L'antre de la folie
Par Virginie, jeudi 5 avril 2007 à 16:42 :: Cinéma :: #57 :: rss
A l’heure ou les studios nous inondent de films de genre et de remakes pour ados décérébrés, à la mise en scène en roue libre et à la réalisation sans âme, Metropolitan a la magnifique idée de nous éditer, enfin !, en DVD l’excellent L’antre de la folie de notre ami "Big John" Carpenter.
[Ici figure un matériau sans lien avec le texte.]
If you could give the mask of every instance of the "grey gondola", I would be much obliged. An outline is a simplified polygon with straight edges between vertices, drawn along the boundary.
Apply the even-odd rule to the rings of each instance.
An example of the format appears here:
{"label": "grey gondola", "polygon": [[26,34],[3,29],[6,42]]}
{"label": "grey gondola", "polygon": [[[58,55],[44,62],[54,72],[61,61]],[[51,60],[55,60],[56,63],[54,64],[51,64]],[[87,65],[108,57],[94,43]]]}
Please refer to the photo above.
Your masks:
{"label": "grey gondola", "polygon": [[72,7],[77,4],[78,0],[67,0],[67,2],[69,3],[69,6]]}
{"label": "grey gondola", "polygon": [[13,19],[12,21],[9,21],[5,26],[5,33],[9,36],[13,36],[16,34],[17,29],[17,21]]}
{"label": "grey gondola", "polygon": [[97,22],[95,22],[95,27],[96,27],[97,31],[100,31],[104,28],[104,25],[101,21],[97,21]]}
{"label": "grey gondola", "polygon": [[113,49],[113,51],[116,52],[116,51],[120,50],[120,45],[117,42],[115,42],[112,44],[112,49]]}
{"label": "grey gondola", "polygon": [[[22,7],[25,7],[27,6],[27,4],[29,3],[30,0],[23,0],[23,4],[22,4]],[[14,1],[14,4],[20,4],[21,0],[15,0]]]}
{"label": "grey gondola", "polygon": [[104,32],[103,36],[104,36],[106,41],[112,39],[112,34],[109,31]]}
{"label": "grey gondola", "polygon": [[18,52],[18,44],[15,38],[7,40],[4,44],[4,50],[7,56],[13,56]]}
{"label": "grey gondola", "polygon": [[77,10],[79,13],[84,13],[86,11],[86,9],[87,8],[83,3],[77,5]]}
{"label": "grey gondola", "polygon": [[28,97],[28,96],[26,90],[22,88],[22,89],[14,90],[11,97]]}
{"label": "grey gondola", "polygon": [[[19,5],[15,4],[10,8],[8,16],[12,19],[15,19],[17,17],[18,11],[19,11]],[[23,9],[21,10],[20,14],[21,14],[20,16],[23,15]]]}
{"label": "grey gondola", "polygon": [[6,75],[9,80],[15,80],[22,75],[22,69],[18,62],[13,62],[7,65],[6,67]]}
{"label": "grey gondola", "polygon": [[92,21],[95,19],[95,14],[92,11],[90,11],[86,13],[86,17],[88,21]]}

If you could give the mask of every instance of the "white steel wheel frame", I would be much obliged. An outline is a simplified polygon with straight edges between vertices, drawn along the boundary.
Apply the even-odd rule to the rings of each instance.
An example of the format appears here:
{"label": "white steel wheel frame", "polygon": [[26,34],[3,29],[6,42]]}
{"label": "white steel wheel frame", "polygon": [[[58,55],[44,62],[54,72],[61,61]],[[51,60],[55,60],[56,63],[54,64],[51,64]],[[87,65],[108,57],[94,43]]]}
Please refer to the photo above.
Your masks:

Sorti en 1995, L’antre de la folie nous narre la descente aux enfers de John Trent (incarné par Sam Neill), détective privé au sein d’une société d’assurance chargé de retrouver Sutter Cane, l’auteur de romans d’horreur à succès récemment disparu et dont le dernier livre crée une ambiance d’hystérie et de folie collective.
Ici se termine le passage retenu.